Examples of current liabilities include:
- Creditors for goods purchases with credit period less than one year
- Utility payment accruals such as rent, water, electricity etc
- Short term loans maturing within less than a year
- Any other payables due for settlement within one year of the balance sheet date
Non-current liabilities are long term liabilities which are not due for payment or settlement within the next one financial year.
Non-current liabilities generally arise due to availing of long term funding for the business. Apart from funding of day to day operations, businesses also need to raise funds for various capital expenses from time to time. These include acquisition of fixed assets and property. These capital expenses are generally funded through non-current liabilities such as bank loans, public deposits etc.
Examples of non-current liabilities include:
- Bank loans which have term exceeding one year
- Bonds, debentures, public deposits which mature or convert after more than one year
- Long term employee benefit payables such as gratuity, pension etc
Key differences between current and non-current liabilities:
The differences between current liabilities and non-current liabilities have been detailed below:
- Current liabilities are those liabilities which are to be settled within one financial year.
- Non-current liabilities are those liabilities which are not likely to be settled within one financial year.
- Current liabilities have credit period less than 12 months.
- Non-current liabilities have longer repayment terms in excess of 12 months.
Presentation in the balance sheet
- Current liabilities generally appear in only one balance sheet as they become due for payment and settlement within one financial cycle.
- Non-current liabilities appear across several consecutive balance sheets as they are payable over multiple years.
Impact on working capital
- Repayment of current liabilities reduces working capital of a business.
- Repayment of non-current liabilities does not impact working capital of a business. Interest payments on such liabilities however do impact working capital of the business.
Accrued due to
- Current liabilities generally accrue as a result of obligations arisen during day to day operations of the company.
- Non-current liabilities generally accrue as a result of more long term funding needs of the business.
- Current liabilities have short credit period and generally do not have any interest obligation attached to them.
- Non-current liabilities are due over several years and generally have an interest obligation attached to them.
- As current liabilities arise due to day to day operations and have short credit periods, they generally do not have any security attached to them to cover repayment default.
- Non-current liabilities have longer terms and mostly have securities attached to them as guarantee for repayment. E.g.: a loan taken to purchase heavy machinery could have the machinery itself offered as a security to cover against repayment default.

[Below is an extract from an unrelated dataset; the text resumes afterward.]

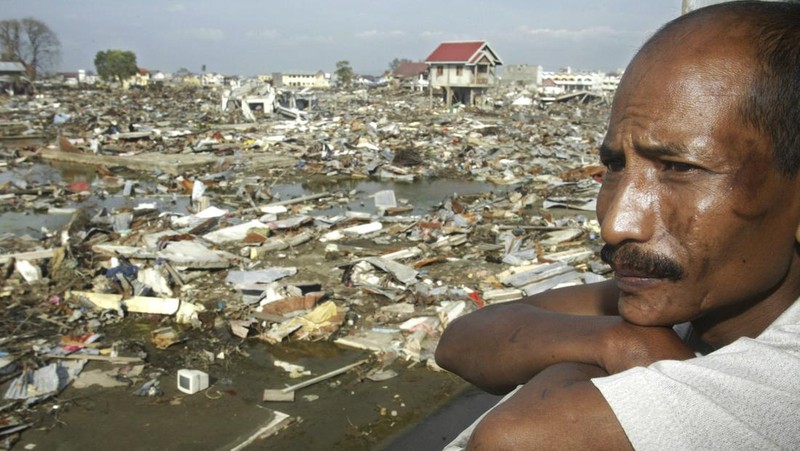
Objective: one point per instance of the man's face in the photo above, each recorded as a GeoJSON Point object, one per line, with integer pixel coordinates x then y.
{"type": "Point", "coordinates": [702, 222]}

- Current liabilities include short term creditors, short term loans, and utility payables.
- Non-current liabilities include long term bank loans, bonds debentures etc.
Current liabilities versus non-current liabilities – tabular comparison
A tabular comparison of current and non-current liabilities is given below:
|Liabilities which are due for payment within one financial year||Liabilities which are not due for payment within one financial year|
|Up to a year||More than a year|
|Presentation in the balance sheet|
|Generally in only one balance sheet||Across several consecutive balance sheets|
|Impact of repayment on working capital|
|Yes||No, (interest payment impacts working capital).|
|Accrued due to|
|Goods and services availed during day to day operations of a business||Generally due to funding of long term capital expenses|
|Interest obligation attached|
|Short term accounts and utility payables, short term borrowings||Long term borrowings including bonds and debentures|
Understanding the nature of liabilities and appropriate recording of them in financial statements is important for a business. It is especially important to management as they have to take decisions to manage working capital based on what the company owes and when are they owed. For investors as well, analysis of liabilities helps them gauge the financial strength of the company.